Expect a globally-inspired, seasonal potsticker selection at a space in the Tower Grove South neighborhood.

David Dresner made his first potsticker when he was only five years old—and he’s made thousands since.

David Dresner stands in front of his Tower Grove South building, which will soon house a potsticker-themed restaurant and factory.
Courtesy of David Dresner

St. Louis came out in full support when Dresner, a Chicago native, announced two years ago that he was opening a potsticker-themed factory and restaurant in the Tower Grove South neighborhood. He did some press about his plans to turn a building at 4168 Juniata, formerly a community center, into a restaurant and USDA-grade factory that sold his line of gourmet potstickers, Crispy Edge.

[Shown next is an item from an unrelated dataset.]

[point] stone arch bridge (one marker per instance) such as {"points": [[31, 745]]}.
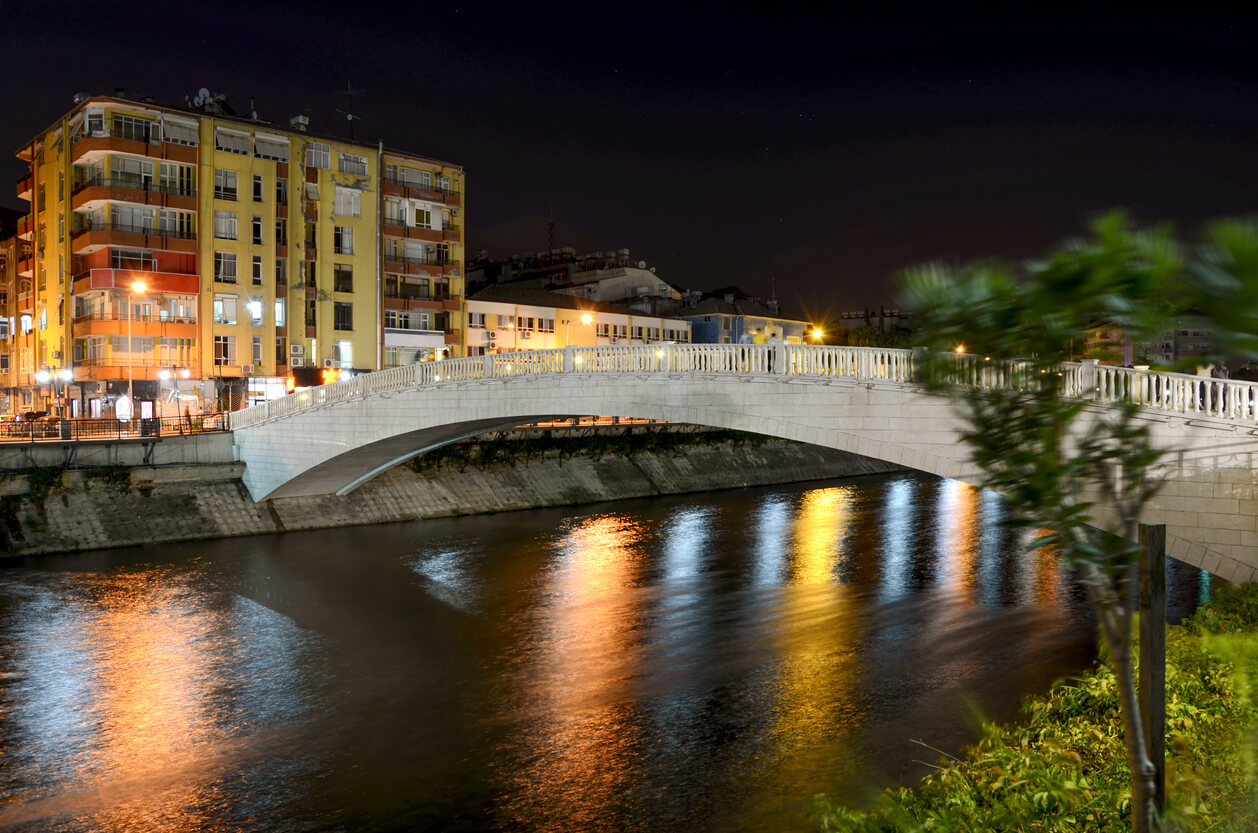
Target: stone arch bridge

After that, “people were showing up to my door,” Dresner says.

Typical restaurant delays ensued (“yes, it’s been slow, but so has the [construction] on the Kingshighway bridge,” he says with a laugh), and he now hopes to open in the fall. “Opening to the public, I’m a little nervous,” he says, “but I’m excited. I love to entertain. It’s part of my inner constitution.”

Dresner’s restaurant—the name is TBD—will offer a globally-inspired, seasonal potsticker selection. The food will be “presented with an architect’s mind and prepared with a chef’s and nutritionist’s mind.” Expect such variations as a duck confit potsticker, made with shiitake dough and served with a blood-orange honey vinaigrette; a vegetarian option inspired by a Mexican 7-layer dip, made with chia seed dough and served with fresh salsa; and a Cajun potsticker with andouille sausage, made with garlic dough and topped with a fat shrimp.

“It’s just going to be potsticker mania,” Dresner quips.

The interior of the restaurant has room for café-styling seating and private dining, and the walls are painted a deep purple. “The place is so dark because a potsticker is a neutral color,” Dresner explains. When it’s plated on a white plate with a dark background, “that draws your attention to the food.”

But don’t mistake his avid attention to detail for stuffiness. “I’m a chophouse guy from Chicago,” Dresner says. “This restaurant has no dress code. It’s not about that. It’s about hanging out and being social.”

An enormous kitchen in the back doubles as his factory, where he hopes to manufacture his potstickers for wholesale use. Although he was introduced to the doughy dumplings at an early age by his grandfather, manufacturing has become his main trade. Dresner also owns Sleeve a Message, which creates and prints custom coffee cup sleeves. That means the restaurant will have a coffee program, and he’ll make and print its own packaging materials.

“The mission of Crispy Edge is to bring potstickers to the masses—really good, quality ones,” Dresner says.

He adds he knows St. Louis has been waiting long enough for the restaurant. But, Dresner says, “I’m going to do it right.”